# LGD Breeds



## Dover Farms (Oct 16, 2007)

What are the "pro's and con's" of each of these breeds?

Akbash
Anatolian Shepherd
Great Pyrenees
Hovawart
Kuvasz
Tibetan Mastiff

Yes...I know...I mostly like uncommon breeds!


----------



## getchagoat (Julie) (Oct 5, 2007)

You should check out http://www.lgd.org they probably have some info. The only thing I know is the Anatolian can be less people friendly. I'm not saying that as a blanket rule, but their demeanor is not like the grt pyr.


----------



## kelebek (Oct 5, 2007)

Anatolian Shephards - Also known as Kangal originated in Turkey where they were used for herding and also for protection.

Anatolians, usually need a strong handler. They can be a bit dominearing.

getchagoat - I agree they are no where like the great pyrenese. 

Although I do like Anatolians, I would not have one by my livestock as they were used more for protection and fighting during the ottoman empire.


----------



## goathappy (Oct 5, 2007)

I only know the pro's and cons of a few of these breeds, but I know history on most of them.

Akbash: Similar to the Pyrenees in type and instinct, said to be very good guard dogs, great with animals, children, strangers, and still protective yet gentle with the flock. I *think* they have a shorter coat the pyrs but I'm not positive. I would love to have one of these dogs.

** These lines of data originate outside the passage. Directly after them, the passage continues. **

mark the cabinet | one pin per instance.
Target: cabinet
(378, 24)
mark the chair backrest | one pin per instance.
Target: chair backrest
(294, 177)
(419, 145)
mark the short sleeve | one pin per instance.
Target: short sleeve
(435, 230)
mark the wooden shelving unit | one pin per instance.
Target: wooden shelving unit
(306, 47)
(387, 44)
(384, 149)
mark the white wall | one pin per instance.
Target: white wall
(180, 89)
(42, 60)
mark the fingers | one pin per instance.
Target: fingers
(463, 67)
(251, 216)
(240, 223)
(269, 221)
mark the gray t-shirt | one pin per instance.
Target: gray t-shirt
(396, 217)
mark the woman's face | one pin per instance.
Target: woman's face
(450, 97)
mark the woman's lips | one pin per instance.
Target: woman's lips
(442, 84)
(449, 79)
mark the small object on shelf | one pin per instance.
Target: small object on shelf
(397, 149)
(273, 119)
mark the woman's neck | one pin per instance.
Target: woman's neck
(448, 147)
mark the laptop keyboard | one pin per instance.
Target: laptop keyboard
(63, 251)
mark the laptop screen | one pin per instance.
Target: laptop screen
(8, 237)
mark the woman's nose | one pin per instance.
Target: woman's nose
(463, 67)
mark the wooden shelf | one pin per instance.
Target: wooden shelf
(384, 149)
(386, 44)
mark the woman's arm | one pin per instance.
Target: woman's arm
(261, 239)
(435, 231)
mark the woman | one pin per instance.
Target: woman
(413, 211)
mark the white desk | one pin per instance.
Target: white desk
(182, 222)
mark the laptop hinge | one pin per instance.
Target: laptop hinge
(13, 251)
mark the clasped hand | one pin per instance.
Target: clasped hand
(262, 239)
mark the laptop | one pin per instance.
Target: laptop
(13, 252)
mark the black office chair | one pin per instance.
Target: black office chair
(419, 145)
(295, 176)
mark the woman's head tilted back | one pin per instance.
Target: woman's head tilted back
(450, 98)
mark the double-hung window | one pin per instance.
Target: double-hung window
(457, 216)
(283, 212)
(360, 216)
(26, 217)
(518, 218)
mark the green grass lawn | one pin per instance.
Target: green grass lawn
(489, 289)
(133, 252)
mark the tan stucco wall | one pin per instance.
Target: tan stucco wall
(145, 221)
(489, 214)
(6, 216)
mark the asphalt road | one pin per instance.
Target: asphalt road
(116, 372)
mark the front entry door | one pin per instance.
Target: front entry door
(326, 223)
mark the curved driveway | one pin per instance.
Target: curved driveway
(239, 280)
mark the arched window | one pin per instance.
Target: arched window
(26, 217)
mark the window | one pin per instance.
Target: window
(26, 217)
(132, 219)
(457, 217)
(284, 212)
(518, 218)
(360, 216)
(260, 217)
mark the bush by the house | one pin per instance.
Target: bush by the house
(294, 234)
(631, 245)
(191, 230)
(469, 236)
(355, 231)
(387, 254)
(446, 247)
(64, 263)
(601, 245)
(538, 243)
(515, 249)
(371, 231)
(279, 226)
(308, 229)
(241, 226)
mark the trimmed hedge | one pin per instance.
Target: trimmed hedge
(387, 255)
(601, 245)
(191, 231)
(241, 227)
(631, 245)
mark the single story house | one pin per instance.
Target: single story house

Anatolian Shepherd: Shorter coated breed, originating in Turkey, these dogs make great livestock guardians.
Pros: Shorter coats, easier to take care of, strong guarding instinct
Cons: Although they have a strong protection instinct they also have the tendency to bite strangers when the owner is not around. So, due to liability issues, I wouldn't own this dog since we have a lot of visitors coming and going. I recently found our that our pyr Bandit is part Anotolian, he bit the repair man a couple months ago and broke skin. Even though he's mostly Pyrenees, he still has that little bit of Anotolian instinct.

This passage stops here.